It doesn't/can't check for mechanical differences but if the power settings and sleep states are the same, if all other things are equal, you'd expect them to be making similar noise so any difference could be down to mechanical differences.

The last thing I'd check before calling that though is to fire up perfmon in Windows and monitor the noisy drive to check if something is reading/writing to the drive.

Partition layout wouldn't make one drive of the same model more noisy than another, if it's not a software setting thing (not sleeping/APM), then it will either be one drive is being read/written too and the other isn't or some sort of mechanical difference between the drives.
 
Hi All,

I have two identical Toshiba X300 4TB HDD's in my PC running windows 11.

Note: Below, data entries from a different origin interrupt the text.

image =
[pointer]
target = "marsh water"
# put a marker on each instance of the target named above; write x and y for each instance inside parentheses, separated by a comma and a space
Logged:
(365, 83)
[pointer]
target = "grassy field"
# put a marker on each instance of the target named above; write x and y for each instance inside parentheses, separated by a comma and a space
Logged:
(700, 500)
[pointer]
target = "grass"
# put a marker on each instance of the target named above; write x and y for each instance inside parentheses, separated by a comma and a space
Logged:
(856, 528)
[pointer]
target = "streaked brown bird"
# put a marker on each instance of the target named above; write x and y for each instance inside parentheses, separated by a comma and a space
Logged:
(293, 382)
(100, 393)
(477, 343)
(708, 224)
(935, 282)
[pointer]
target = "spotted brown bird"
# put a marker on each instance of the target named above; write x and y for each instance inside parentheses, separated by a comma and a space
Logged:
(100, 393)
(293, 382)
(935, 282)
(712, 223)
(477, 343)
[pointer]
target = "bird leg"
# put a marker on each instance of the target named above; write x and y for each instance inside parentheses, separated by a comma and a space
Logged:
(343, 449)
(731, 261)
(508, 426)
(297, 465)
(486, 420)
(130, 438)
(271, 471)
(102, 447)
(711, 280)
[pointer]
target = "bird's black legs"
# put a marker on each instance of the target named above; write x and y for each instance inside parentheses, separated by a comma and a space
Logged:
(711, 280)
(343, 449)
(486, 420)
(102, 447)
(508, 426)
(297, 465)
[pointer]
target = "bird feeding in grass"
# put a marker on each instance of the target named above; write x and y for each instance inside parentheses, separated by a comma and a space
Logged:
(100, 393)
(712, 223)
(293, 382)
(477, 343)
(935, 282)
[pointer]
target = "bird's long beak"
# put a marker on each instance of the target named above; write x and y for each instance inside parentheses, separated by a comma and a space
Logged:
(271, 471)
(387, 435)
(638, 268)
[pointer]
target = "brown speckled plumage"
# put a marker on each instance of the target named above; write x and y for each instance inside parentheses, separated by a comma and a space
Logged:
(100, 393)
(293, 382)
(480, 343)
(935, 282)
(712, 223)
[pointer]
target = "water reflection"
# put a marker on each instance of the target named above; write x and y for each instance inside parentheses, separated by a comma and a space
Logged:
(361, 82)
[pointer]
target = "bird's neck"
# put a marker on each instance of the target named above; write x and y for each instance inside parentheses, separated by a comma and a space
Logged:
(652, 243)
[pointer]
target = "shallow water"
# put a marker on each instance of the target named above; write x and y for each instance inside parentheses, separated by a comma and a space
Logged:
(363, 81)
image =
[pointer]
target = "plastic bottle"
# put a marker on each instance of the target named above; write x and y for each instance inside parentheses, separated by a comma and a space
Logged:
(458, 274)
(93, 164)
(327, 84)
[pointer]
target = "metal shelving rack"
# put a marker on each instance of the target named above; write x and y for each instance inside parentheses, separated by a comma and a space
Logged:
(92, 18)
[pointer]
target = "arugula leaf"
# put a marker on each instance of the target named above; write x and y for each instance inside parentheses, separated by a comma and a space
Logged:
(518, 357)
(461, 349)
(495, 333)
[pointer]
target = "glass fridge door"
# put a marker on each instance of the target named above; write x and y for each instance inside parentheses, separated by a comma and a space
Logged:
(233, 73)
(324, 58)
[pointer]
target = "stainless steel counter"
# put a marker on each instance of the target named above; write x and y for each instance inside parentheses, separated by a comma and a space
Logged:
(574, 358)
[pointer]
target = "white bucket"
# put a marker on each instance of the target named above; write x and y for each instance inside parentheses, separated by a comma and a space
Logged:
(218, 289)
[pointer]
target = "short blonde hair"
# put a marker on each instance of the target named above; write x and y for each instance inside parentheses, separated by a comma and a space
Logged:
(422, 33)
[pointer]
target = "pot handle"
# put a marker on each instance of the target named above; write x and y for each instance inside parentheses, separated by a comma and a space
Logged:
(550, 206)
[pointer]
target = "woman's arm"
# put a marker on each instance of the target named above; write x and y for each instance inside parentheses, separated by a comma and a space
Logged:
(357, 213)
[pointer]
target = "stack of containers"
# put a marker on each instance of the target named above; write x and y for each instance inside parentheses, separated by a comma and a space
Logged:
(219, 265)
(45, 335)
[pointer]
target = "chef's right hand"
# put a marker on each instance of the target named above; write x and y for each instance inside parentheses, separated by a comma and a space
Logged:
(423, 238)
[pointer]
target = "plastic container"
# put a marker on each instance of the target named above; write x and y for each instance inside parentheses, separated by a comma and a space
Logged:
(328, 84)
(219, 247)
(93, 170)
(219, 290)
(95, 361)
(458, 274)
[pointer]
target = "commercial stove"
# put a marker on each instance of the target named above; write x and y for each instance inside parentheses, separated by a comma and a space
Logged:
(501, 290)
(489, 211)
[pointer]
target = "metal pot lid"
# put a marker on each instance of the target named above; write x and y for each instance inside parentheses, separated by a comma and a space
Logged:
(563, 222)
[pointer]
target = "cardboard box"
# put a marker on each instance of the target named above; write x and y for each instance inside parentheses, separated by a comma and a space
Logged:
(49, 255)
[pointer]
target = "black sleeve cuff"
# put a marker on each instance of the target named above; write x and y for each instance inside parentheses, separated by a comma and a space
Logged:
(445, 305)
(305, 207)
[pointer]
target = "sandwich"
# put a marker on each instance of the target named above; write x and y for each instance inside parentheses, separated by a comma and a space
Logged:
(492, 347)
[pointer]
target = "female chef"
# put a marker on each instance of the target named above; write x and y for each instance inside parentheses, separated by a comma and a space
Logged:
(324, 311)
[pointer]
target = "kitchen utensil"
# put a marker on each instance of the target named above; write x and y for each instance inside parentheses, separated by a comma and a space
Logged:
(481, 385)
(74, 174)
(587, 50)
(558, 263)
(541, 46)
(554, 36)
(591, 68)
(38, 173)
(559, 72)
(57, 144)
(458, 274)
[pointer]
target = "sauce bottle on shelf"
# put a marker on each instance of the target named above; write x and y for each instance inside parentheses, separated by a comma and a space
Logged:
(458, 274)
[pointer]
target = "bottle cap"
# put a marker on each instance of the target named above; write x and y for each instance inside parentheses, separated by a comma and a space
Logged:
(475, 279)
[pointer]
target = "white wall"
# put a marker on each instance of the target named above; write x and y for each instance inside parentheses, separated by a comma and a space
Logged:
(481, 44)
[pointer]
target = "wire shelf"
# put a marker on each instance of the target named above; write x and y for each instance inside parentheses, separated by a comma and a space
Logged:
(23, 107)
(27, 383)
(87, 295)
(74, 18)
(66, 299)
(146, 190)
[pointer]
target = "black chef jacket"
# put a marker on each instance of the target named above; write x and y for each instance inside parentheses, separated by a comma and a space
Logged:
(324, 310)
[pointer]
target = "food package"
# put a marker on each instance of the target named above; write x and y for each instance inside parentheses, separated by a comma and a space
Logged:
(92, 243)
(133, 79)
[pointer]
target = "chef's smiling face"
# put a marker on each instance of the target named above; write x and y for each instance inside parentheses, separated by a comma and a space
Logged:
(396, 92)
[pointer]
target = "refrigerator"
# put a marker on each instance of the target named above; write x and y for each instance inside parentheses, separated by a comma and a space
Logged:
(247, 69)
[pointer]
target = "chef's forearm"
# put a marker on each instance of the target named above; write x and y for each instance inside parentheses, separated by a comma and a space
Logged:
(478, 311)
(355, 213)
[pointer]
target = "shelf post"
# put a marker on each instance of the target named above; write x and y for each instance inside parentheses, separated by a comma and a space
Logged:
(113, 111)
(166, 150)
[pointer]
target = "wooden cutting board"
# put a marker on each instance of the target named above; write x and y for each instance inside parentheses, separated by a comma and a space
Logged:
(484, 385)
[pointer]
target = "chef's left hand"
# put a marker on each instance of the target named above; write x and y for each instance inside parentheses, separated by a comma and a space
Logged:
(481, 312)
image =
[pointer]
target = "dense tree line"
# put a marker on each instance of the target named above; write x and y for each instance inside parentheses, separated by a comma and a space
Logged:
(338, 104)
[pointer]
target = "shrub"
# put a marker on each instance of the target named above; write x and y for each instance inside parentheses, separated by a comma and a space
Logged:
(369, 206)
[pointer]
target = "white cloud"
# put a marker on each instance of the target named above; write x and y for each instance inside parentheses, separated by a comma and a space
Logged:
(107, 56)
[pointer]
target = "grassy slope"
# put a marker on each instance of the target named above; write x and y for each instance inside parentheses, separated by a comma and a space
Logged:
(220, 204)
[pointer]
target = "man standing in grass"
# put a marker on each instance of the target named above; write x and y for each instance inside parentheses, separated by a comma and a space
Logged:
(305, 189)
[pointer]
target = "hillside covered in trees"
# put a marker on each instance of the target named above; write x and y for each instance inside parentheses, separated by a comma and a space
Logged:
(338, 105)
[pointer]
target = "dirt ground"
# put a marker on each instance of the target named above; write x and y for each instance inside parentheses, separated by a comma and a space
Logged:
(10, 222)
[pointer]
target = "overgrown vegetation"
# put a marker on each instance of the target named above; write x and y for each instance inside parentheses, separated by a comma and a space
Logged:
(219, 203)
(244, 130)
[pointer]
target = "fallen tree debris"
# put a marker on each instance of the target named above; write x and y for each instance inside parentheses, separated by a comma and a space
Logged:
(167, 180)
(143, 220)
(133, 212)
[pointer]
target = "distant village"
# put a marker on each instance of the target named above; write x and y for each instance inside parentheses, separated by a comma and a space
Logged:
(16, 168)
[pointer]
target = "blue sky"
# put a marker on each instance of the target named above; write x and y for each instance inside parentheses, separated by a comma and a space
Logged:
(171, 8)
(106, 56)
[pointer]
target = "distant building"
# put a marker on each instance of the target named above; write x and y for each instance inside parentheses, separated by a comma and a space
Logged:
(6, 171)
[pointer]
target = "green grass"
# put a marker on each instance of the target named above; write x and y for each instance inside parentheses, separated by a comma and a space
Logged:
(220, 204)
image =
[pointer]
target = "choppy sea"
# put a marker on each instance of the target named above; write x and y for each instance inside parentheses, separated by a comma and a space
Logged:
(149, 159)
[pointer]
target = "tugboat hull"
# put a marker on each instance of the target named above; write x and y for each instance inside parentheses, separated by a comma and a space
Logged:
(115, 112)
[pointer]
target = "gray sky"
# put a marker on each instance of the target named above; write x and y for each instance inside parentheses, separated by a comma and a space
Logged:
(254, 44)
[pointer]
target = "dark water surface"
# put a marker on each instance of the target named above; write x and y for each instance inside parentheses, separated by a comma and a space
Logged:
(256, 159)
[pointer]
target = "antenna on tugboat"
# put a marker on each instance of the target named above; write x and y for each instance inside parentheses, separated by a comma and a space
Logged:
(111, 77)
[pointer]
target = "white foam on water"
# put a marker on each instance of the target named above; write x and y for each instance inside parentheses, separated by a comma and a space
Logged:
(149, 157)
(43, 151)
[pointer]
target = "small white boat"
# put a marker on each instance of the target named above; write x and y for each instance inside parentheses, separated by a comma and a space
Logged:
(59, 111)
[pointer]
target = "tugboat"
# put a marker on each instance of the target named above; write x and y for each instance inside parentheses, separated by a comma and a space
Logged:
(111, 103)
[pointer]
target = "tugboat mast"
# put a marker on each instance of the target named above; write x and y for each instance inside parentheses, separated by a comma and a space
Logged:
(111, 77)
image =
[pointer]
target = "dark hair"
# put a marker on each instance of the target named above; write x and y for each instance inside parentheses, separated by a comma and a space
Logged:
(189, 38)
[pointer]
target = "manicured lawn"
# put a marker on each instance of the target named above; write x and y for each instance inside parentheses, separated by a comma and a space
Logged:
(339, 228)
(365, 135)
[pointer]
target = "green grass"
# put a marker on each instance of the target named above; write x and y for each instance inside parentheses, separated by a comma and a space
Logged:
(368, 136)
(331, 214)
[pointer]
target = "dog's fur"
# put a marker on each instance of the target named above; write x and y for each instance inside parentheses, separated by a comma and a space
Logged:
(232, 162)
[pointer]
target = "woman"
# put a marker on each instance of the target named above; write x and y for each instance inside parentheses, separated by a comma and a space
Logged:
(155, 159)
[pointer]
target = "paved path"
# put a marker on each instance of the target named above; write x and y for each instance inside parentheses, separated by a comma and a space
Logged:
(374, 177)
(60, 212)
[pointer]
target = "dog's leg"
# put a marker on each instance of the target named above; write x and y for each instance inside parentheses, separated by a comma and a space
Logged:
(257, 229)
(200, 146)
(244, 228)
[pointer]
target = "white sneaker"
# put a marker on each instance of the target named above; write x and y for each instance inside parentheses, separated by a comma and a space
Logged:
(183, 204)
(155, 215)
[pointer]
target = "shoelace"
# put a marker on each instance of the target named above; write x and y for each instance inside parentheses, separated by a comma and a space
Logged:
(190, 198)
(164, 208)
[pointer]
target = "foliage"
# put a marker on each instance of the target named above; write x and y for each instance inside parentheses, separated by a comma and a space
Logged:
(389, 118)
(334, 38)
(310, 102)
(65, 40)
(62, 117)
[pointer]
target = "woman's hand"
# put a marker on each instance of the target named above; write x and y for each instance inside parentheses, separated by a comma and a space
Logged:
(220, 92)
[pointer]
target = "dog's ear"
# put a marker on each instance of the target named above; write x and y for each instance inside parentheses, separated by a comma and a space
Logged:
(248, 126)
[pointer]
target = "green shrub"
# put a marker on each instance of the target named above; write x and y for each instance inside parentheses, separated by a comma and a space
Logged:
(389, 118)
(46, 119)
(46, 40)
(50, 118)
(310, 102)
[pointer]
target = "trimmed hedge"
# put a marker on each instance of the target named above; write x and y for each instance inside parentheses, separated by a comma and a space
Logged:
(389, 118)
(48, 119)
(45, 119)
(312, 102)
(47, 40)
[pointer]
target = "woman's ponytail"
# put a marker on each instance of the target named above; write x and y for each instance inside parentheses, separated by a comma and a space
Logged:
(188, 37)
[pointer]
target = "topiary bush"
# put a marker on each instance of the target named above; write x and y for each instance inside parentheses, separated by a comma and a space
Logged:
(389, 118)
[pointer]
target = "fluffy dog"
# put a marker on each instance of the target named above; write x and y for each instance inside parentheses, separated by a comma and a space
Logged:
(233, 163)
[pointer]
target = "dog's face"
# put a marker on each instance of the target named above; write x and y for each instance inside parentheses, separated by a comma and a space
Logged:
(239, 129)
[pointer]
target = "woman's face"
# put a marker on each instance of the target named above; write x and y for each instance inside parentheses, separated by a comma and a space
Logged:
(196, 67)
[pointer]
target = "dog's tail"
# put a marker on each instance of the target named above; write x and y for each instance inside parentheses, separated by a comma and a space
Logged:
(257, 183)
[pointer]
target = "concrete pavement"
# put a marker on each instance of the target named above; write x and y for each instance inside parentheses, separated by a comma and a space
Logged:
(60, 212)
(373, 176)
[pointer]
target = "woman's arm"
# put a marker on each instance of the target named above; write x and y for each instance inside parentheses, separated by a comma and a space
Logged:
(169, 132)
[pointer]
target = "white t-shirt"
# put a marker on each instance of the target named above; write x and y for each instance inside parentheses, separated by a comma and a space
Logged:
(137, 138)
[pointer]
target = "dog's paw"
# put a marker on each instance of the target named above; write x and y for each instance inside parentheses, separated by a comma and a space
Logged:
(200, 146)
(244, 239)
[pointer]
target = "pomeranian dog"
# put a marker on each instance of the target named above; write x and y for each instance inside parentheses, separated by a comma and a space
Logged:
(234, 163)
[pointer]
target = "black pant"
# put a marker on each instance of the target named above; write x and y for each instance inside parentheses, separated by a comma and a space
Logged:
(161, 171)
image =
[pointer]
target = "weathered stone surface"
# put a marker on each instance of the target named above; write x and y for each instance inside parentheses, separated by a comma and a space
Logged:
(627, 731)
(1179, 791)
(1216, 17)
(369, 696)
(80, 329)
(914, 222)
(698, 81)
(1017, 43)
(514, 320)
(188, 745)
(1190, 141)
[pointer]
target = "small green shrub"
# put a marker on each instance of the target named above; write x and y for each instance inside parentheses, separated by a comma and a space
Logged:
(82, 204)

One of them is always spinning at full speed and is creating a lot of noise and vibration. When I remove power from the noisy one, the other one makes very little noise and vibration.

Been a while since I played with HDDs but see if you can find any info about Automatic Acoustic Management (AAM) modes on your drives. Sometimes you can enable the AAM mode to quieten a drive.
 
I've used Perfmon to check that there are no disk reads or writes to either of these drives after the computer has booted.

When you say mechanical differences between them, what kind of thing do you mean? As they are identical drives (same make and model). Could it be something like a jumper link on the drive somewhere?

In CDI, the option to enable AAM doesn't do anything and I cant find any info that Toshiba drives support it.

CDI-AAM-Toshiba.jpg


I think I may possibly have some portable programs that run from the noisy drive as my downloads folder is on it and I may have links on my desktop that run from the disk but obviously they are not running at startup (nothing in task manager > startup items that relates to the drive).

I've just done a backup using reflect to the quieter drive (which is my backups drive) and during this the drive was very quiet, when touching the drive all you felt was the odd clunk (as expected) but the noisy drive below it is permanently vibrating (night & day). I reckon this has to be something related to a power setting rather anything to do with data transfer because the noisy drive is running full speed as soon as the PC gets switched on.
 
The drive health is ok so I would just bungee it (see video posted above).

It would be good to know what’s causing it mind but might never get to the bottom of it and life is too short :D
 
I just tried to boot the PC from off and I could feel the drive clunking as the PC booted, suggesting that it is being accessed during boot. Any ideas how I can find out why ?

It would be good to know what’s causing it mind but might never get to the bottom of it and life is too short :D

Yes I tend to agree, I just wanted to check if there was something obvious or a simple fix for it before just accepting that's the way it is!
 
When you say mechanical differences between them, what kind of thing do you mean? As they are identical drives (same make and model). Could it be something like a jumper link on the drive somewhere?
When i say mechanical differences i mean some sort of manufacturing/mechanical issue with the drive as if, like you say, they're identical drives with identical APM/sleep settings and very similar access patterns you'd expect similar noise profiles from both drives.